DOI:10.1016/j.jocn.2016.05.030
PMID:27469412
Abstract

Intra-operative MRI (ioMRI) may be used to optimize tumor resection. Utilization of this technology allows for the removal of residual tumor mass following initial tumor removal, maximizing the extent of resection. This, in turn, has been shown to lead to improved outcomes. Individual studies have examined the impact of ioMRI on the rate of extended resection, but a comprehensive review of this topic is needed.

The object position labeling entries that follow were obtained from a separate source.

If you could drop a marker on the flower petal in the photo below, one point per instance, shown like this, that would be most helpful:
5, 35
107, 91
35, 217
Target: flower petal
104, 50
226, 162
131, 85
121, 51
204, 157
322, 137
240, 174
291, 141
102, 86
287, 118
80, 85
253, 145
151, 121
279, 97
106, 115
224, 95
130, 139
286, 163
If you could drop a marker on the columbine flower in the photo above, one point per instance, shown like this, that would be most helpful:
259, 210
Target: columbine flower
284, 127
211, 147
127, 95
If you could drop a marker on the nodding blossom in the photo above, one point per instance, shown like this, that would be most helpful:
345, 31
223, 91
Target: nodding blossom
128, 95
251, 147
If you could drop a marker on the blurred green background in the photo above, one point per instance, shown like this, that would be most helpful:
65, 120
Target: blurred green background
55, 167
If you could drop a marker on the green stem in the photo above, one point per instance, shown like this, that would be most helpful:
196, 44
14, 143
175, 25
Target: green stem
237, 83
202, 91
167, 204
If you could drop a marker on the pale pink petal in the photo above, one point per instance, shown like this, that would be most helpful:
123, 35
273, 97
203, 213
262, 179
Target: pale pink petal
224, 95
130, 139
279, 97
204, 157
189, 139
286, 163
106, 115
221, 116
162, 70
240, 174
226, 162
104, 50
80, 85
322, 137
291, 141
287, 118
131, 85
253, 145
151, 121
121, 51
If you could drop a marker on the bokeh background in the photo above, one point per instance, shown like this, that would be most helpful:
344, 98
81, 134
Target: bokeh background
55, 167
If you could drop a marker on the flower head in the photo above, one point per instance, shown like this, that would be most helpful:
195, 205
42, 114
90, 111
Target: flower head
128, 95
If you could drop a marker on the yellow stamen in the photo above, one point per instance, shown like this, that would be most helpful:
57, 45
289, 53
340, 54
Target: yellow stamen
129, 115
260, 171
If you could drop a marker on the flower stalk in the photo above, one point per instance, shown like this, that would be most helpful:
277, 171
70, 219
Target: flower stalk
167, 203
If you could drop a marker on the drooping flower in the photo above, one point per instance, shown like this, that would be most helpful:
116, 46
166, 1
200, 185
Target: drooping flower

A literature review of the MEDLINE, EMBASE, CENTRAL, and Google Scholar databases revealed 12 eligible studies. This included 804 primary operations and 238 extended resections based on ioMRI findings. Use of ioMRI led to extended tumor resection in 13.3-54.8% of patients (mean 37.3%). Stratification by tumor type showed additional resection occurred, on average, in 39.1% of glioma resections (range 13.3-70.0%), 23.5% of pituitary tumor resections (range 13.3-33.7%), and 35.0% of nonspecific tumor resections (range 17.5-40%). Tumor type (glioma vs. pituitary) did not significantly influence the rate of further excision following ioMRI (p=0.309). There was no difference in secondary resection rate between studies limited to pediatric patients and those including adults (p=0.646). Thus, the use of intra-operative MRI frequently results in further resection of tumors. It is primarily used for the resection of gliomas and pituitary tumors. Tumor type does not appear to be a significant contributing factor to the rate of secondary tumor removal. Limited evidence suggests that extended resection may translate into improved clinical outcomes and mortality rates. However, results have not been unanimous, while clinical effect sizes have often been modest.

摘要

术中磁共振成像(ioMRI)可用于优化肿瘤切除。这项技术的应用能够在初次肿瘤切除后切除残留肿瘤灶,使切除范围最大化。反过来,这已被证明能带来更好的治疗效果。个别研究已探讨了ioMRI对扩大切除率的影响,但仍需要对该主题进行全面综述。对MEDLINE、EMBASE、CENTRAL和谷歌学术数据库的文献综述显示有12项符合条件的研究。这包括基于ioMRI结果的804例初次手术和238例扩大切除术。使用ioMRI使13.3%至54.8%的患者实现了扩大肿瘤切除(平均为37.3%)。按肿瘤类型分层显示,平均而言,39.1%的胶质瘤切除术(范围为13.3%至70.0%)、23.5%的垂体瘤切除术(范围为13.3%至33.7%)以及35.0%的非特异性肿瘤切除术(范围为17.5%至40%)进行了额外切除。肿瘤类型(胶质瘤与垂体瘤)对ioMRI后进一步切除率没有显著影响(p = 0.309)。限于儿科患者的研究与包括成人的研究之间,二次切除率没有差异(p = 0.646)。因此,术中磁共振成像的使用经常会导致肿瘤的进一步切除。它主要用于胶质瘤和垂体瘤的切除。肿瘤类型似乎不是二次肿瘤切除率的重要影响因素。有限证据表明扩大切除可能转化为更好的临床疗效和死亡率。然而,结果并不一致,而临床效应大小往往较小。